A part from the importance of a specific role in a movie, the genre assocatied to the movie might also be of influence. Many actors are known to play in specific genre, some are actions heros, some romantic leads? Was the choice of genre of their previous roles influence their success? How diversified should your role portfolio be? Should one stick to the same genre to be noticed by the public?
We decided to inspect the effect of movie genre during the career stages on actor success.
Let us first take a look at the distribution of our success metric depending on the main genre played by actors in a particular era of their career trajectory.
Some genre seem more correlated with success. To maximize fame and popularity, movies associated to the Action, Comedy and Drama genres are preferred. This result seems logical as many mainstream movies usually present a certain combinations of those genres. For the mid and late career, roles in Documentary movies seem particularly successful. The same can be said for the Comedy, Drama and Action trio.
To complement this analysis, another interesting feature to analyze is the variation of role genres. Between their eras of career, an actor can switch genre (“diverse genre” strategy), change genre once (“preferred genre” strategy) or, in opposite, just stick to main genre chosen during Early-Career (“single genre”)
It seems clear that the high success metrics are obtained by actors in the prefered genre group, meaning actors who play in roles of specific genre all along their career.
Are high-budget movies necessarily producing more popular actors? That’s a question that should also be answered. First, let us have a look at the distribution of our popularity metric based on the cumulative budget of the movie actors in our dataset played during particular phases of their careers. Similarly to the other investigates features, let us first have a look at the distribution of success for varying budget average and standard deviation ranges.
Those simple scatter plot do not really clarify the situation. A low standard deviation in the early stage seems to be correlated with a higher success score.
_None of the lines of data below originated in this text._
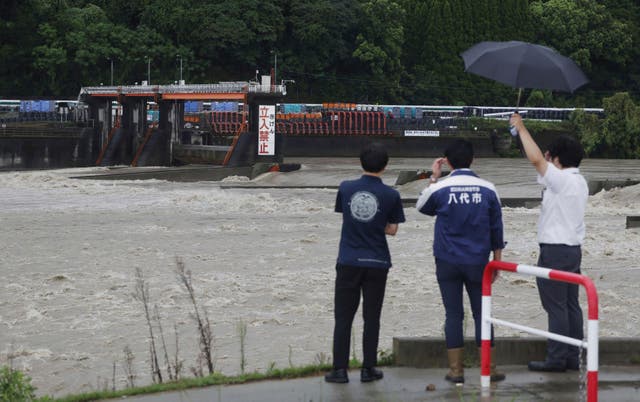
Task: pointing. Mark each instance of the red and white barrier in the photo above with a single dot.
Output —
(591, 345)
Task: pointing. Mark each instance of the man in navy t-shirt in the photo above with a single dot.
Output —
(370, 211)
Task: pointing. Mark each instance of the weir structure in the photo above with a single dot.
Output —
(148, 125)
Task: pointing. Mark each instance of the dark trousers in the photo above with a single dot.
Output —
(350, 282)
(560, 301)
(451, 279)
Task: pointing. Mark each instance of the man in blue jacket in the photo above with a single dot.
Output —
(468, 228)
(370, 210)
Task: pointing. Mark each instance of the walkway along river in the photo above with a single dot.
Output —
(264, 257)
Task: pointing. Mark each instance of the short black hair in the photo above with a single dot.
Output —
(374, 158)
(459, 154)
(567, 149)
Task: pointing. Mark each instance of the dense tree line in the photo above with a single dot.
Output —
(375, 51)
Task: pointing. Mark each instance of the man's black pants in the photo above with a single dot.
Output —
(350, 282)
(560, 301)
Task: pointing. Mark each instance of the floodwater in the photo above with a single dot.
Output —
(261, 257)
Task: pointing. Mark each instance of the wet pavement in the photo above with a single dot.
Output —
(616, 384)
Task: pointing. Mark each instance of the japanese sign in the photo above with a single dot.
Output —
(266, 130)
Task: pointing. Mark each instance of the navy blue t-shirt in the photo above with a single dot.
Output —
(367, 205)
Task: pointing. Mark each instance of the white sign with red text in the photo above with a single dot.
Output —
(266, 130)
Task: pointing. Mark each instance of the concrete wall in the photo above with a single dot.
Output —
(47, 152)
(431, 352)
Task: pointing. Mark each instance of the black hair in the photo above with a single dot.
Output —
(374, 158)
(459, 154)
(567, 149)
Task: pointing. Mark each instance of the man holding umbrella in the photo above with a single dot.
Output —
(561, 222)
(561, 231)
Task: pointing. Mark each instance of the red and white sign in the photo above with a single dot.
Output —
(266, 130)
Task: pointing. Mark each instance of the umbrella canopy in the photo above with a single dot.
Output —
(524, 65)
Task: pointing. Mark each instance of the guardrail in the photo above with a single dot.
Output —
(591, 345)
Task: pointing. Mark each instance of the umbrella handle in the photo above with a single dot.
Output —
(518, 101)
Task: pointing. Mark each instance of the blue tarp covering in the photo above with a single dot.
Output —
(193, 106)
(37, 106)
(224, 106)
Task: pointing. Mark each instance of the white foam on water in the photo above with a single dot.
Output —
(69, 250)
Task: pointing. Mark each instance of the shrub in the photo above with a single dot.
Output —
(15, 386)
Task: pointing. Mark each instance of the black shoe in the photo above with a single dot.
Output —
(337, 375)
(547, 366)
(573, 364)
(454, 379)
(370, 374)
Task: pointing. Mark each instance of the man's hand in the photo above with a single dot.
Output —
(436, 167)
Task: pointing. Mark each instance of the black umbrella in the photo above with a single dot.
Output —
(523, 65)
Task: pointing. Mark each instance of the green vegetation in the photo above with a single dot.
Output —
(374, 51)
(15, 387)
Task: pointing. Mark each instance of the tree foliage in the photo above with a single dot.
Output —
(385, 51)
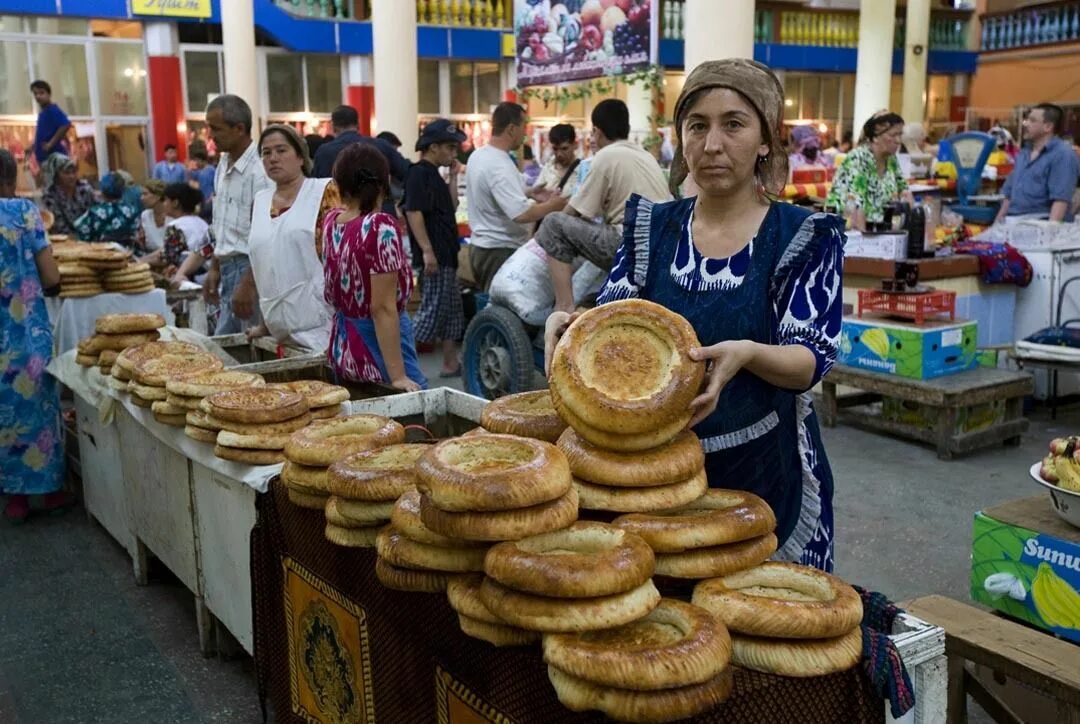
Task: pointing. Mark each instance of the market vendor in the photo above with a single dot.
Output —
(286, 243)
(760, 282)
(869, 177)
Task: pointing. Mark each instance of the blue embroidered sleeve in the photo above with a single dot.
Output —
(808, 291)
(632, 260)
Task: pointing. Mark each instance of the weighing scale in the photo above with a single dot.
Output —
(969, 152)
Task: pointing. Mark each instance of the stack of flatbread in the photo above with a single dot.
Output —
(148, 380)
(115, 333)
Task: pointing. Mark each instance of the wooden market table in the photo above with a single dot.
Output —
(946, 396)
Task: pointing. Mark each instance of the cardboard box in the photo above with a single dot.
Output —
(933, 349)
(1025, 562)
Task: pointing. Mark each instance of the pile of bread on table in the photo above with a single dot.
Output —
(89, 269)
(244, 417)
(494, 519)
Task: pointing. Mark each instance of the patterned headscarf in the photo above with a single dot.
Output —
(54, 164)
(761, 89)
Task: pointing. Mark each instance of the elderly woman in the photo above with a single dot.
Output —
(31, 457)
(286, 243)
(66, 196)
(869, 177)
(113, 218)
(760, 283)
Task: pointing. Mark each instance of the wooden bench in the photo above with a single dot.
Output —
(1013, 652)
(946, 396)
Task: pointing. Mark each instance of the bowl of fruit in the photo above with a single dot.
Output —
(1060, 473)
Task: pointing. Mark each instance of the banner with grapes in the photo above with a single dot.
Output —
(567, 40)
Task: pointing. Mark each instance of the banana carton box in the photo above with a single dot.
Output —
(1031, 576)
(918, 351)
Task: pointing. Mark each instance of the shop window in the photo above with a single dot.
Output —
(324, 82)
(64, 68)
(428, 88)
(122, 79)
(15, 97)
(203, 76)
(58, 26)
(285, 72)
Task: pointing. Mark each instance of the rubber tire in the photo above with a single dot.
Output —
(513, 339)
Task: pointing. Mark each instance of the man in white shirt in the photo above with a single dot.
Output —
(592, 224)
(240, 175)
(498, 206)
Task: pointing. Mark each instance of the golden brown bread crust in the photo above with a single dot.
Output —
(504, 524)
(642, 499)
(645, 707)
(203, 384)
(129, 323)
(405, 517)
(584, 560)
(661, 434)
(661, 466)
(248, 456)
(406, 579)
(495, 633)
(154, 372)
(377, 474)
(524, 414)
(400, 551)
(717, 518)
(491, 472)
(325, 442)
(624, 367)
(698, 563)
(782, 601)
(350, 537)
(798, 657)
(255, 404)
(540, 613)
(200, 433)
(676, 644)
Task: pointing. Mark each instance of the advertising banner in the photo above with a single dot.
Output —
(559, 41)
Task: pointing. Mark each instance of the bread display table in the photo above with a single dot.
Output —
(944, 406)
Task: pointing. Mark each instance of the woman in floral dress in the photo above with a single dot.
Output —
(31, 445)
(367, 278)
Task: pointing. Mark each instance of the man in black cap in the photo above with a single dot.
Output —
(429, 205)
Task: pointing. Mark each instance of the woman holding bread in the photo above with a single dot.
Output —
(286, 243)
(760, 283)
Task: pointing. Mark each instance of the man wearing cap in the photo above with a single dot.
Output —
(429, 205)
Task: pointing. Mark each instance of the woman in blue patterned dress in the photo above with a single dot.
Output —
(759, 281)
(31, 444)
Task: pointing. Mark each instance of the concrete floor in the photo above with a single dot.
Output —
(80, 642)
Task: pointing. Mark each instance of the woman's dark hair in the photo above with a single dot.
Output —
(188, 198)
(562, 133)
(879, 123)
(9, 170)
(362, 174)
(612, 117)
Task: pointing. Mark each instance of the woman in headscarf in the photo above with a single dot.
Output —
(113, 218)
(31, 456)
(760, 283)
(869, 177)
(286, 243)
(66, 196)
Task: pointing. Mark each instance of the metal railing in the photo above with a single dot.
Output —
(1042, 25)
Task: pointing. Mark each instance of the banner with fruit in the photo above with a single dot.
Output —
(580, 39)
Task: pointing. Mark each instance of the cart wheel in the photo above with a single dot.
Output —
(497, 354)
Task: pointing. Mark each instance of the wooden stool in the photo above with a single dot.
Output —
(946, 396)
(1031, 658)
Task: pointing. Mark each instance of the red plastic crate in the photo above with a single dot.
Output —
(916, 307)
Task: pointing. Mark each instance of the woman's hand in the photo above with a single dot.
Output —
(405, 385)
(723, 362)
(553, 330)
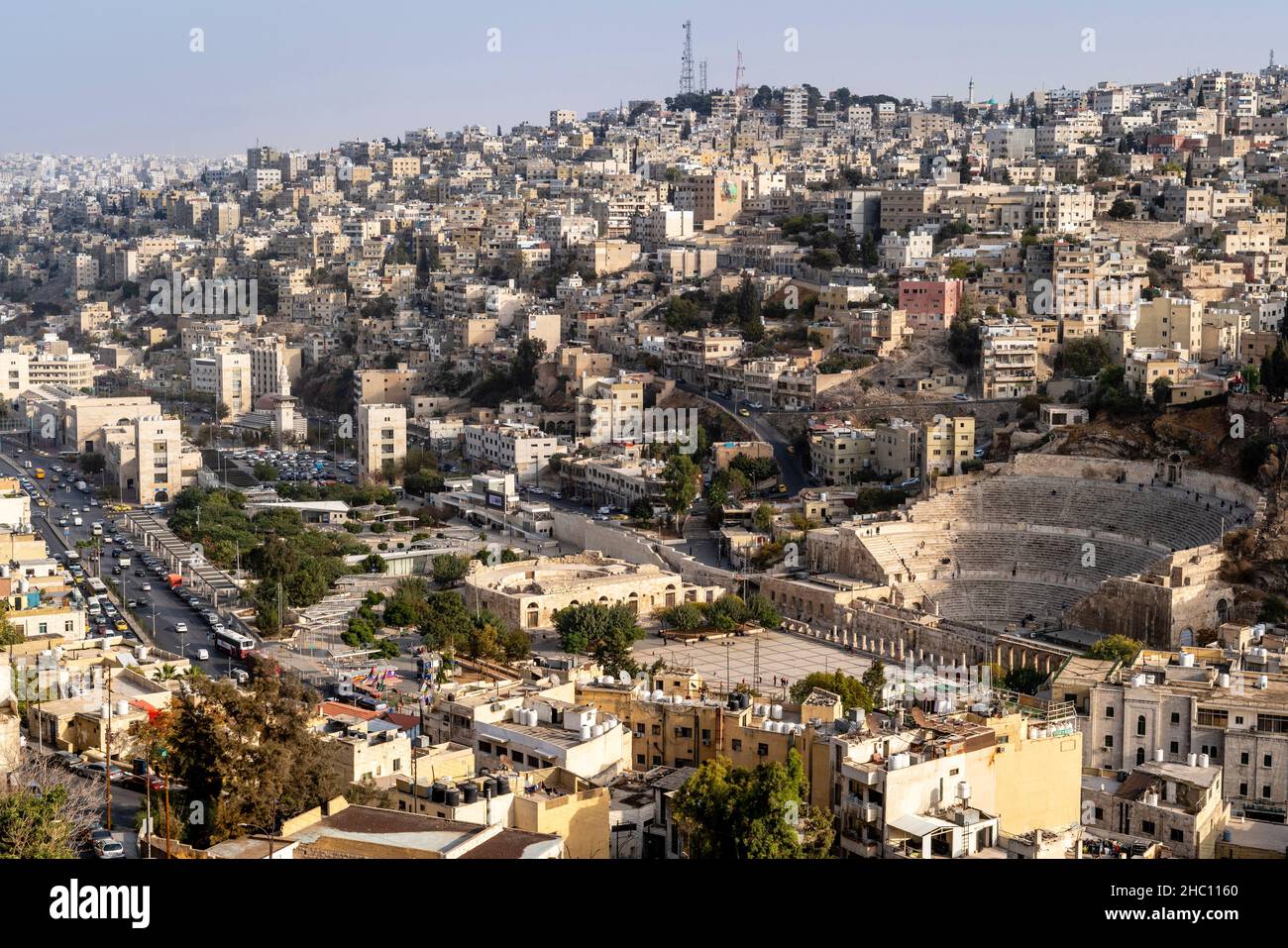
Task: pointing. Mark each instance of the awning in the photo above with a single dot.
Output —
(918, 826)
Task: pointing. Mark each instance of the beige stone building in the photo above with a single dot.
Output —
(528, 594)
(381, 436)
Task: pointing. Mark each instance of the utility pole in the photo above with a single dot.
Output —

We need to investigate further to better understand the real influence of this feature.
The Pearson Correlation might give us a clue at what is really going on.
All the correlation coefficients presented in the figure above are associated with a very low p-value, way under 0.05, which underlines the statistical significance of those results.
Those results indicate a small correlation between the budget of movies an actor played in and his overall success. Actor who play in high budget movie seem to become more successfull. It would thus be a good idea to compare movie budgets when deciding between two roles. The impact seems more pronounced during the Middle of an actor career.
Interestingly, playing in movies of varied budget seem to positively impact success after the first 20 years of one’s career, even if the correlation is not the strongest. If you really wish to fully optimize success, you might also consider sticking to a higher range of movie budget, as a budget standard deviation is slightly negatively correlated with success.